Dividends and A strategy for investors betting on a rebound in battered energy sector

When governments around the world told people to stay home and many did, the immediate effect was to take cars off the road which made driving easier. The cars off the road resulted in demand for gasoline to drastically fall which made prices fall and add a supply war between Russia and Saudi Arabia has meant all energy companies shares have declined. The question for investors is as restrictions are taken off and demand for gasoline goes up, which companies benefit. Should you buy the an index stock similar to Energy Select Sector SPDR Fund which is down 36% or buy individual companies? Are there any companies benefiting from low oil prices? Gary Christie who works Trading Central offered some names who are benefiting.

He started with S&P 500 energy companies with a minimum market capitalization of $1 billion.

He looked for energy stocks with a P/E ratio less than the S&P 500 (19.7) to find undervalued companies

Cash flow is important, it needs to be positive (last quarter versus Prior Year)
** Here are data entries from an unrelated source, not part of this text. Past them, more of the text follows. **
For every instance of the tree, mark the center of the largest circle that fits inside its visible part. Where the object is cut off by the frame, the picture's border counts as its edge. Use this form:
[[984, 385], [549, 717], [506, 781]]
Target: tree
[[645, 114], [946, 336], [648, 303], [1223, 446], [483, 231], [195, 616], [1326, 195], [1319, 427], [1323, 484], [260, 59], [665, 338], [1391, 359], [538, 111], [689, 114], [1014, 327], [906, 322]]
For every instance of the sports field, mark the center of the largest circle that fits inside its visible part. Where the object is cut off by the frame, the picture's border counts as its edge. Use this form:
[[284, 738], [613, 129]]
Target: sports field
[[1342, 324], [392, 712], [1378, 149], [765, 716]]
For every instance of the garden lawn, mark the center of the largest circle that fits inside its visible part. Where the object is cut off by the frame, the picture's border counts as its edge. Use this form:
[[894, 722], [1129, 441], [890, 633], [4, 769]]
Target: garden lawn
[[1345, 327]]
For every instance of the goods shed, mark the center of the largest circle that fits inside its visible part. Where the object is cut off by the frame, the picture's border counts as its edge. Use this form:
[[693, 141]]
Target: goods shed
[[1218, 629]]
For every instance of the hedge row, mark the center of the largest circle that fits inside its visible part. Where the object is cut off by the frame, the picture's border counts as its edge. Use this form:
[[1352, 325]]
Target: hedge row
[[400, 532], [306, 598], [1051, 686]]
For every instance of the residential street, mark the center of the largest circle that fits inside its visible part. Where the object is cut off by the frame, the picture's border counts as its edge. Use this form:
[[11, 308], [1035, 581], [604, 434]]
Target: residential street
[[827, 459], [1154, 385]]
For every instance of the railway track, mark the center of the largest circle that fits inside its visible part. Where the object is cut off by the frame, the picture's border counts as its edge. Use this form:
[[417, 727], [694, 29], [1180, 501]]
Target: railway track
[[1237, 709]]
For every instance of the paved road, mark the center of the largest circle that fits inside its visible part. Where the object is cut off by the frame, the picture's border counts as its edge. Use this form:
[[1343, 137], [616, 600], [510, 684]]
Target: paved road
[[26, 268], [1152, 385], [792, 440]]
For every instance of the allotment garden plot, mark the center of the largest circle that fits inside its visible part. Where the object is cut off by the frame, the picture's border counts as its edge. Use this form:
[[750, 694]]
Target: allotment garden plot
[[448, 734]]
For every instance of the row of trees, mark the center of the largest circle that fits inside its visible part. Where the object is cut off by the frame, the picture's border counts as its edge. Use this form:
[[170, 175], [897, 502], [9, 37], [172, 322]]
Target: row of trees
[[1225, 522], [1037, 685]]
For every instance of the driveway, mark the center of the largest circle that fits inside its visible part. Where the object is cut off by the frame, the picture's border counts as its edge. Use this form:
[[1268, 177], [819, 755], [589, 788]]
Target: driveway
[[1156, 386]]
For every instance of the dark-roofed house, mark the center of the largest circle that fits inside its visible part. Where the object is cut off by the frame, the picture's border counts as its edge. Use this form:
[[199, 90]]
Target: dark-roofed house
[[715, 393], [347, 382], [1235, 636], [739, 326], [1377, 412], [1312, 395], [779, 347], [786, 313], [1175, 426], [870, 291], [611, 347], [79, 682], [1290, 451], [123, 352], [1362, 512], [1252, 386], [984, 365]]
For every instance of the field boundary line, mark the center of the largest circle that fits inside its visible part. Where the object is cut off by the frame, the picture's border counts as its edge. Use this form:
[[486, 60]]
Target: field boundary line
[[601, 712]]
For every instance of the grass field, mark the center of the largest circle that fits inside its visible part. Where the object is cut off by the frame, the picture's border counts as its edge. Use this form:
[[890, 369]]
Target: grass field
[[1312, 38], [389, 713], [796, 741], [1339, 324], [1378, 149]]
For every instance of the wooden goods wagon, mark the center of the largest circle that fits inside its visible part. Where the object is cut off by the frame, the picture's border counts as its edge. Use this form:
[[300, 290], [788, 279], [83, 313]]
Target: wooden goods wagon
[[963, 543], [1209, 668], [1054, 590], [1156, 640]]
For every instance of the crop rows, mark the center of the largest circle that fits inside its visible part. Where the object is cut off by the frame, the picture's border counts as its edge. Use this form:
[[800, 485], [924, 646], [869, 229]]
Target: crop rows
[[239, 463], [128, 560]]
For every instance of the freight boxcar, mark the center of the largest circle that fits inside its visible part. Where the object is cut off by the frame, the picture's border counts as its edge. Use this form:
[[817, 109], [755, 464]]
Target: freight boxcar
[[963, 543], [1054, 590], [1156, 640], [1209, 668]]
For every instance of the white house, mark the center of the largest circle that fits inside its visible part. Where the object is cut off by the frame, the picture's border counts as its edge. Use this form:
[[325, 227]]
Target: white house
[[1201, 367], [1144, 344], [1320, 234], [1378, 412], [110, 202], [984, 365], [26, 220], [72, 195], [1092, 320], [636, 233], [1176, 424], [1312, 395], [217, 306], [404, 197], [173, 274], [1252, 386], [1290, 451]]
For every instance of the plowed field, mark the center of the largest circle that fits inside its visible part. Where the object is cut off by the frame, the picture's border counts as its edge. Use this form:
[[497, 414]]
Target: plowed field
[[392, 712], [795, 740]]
Operating margins of 10% or more. (how much profit does the company make on each dollar of core revenue?)

He included dividend yield, year to date performances (they were all negative), the 1 year performance and recent price.

Company Mkt Cap P/E Div CF Growth Oper 1 Yr Recent

($ Bil) Yld % Margin Pref Price

TC Energy 44.7 15.1 4.9 104.6 45.3 0.7 47.00

Frontline Ltd 1.5 9.5 6.7 161.2 24.7 -6.1 7.56

Euronav NV 2.2 18.5 6.0 71.5 19.4 2.1 9.89

Cdn Nat Resources 18.3 4.7 7.9 37.6 22.9 -45.6 15.47

Enbridge 65.6 16.4 7.9 6.1 17.3 -16.7 32.45

ONEOK Inc 12.5 14.9 12.7 n/a 20.7 -56.6 30.29

Valvoline Inc 31.9 13.6 2.8 63.6 15.5 -10.0 16.97

EOG Resources 28.2 9.7 3.3 30.4 23.9 -45.3 48.42

Cactus Inc 1.2 9.5 2.4 161.6 28.2 -57.7 16.28

The importance of charts such as these is there are always companies that make money during any cycle of the economy. Some of the above are pipeline companies, the energy area is oversold which was done for very good reasons. At some point the energy companies will perform better, it is good to know which ones should do better. For the decade it was possible to pick a variety of companies working in the oil shale parts and the stock to go up. Now you have to be more narrowly focused, but as you see more vehicles on the road including commuting and driving across the country, demand for gas will increase which means some companies are making more money.

Linking to dividend paying stocks, just because it pays a dividend does not mean the price will fall, in the oil industry we have seen 50% decreases which helped push yields up and the question is the yield sustainable? As the price of the shares increase, the yield falls. Cash flow and operating margin help you determine if the dividend is sustainable and whether to hold, buy or sell (fold). Kenny Rodgers song the Gambler did sum it up.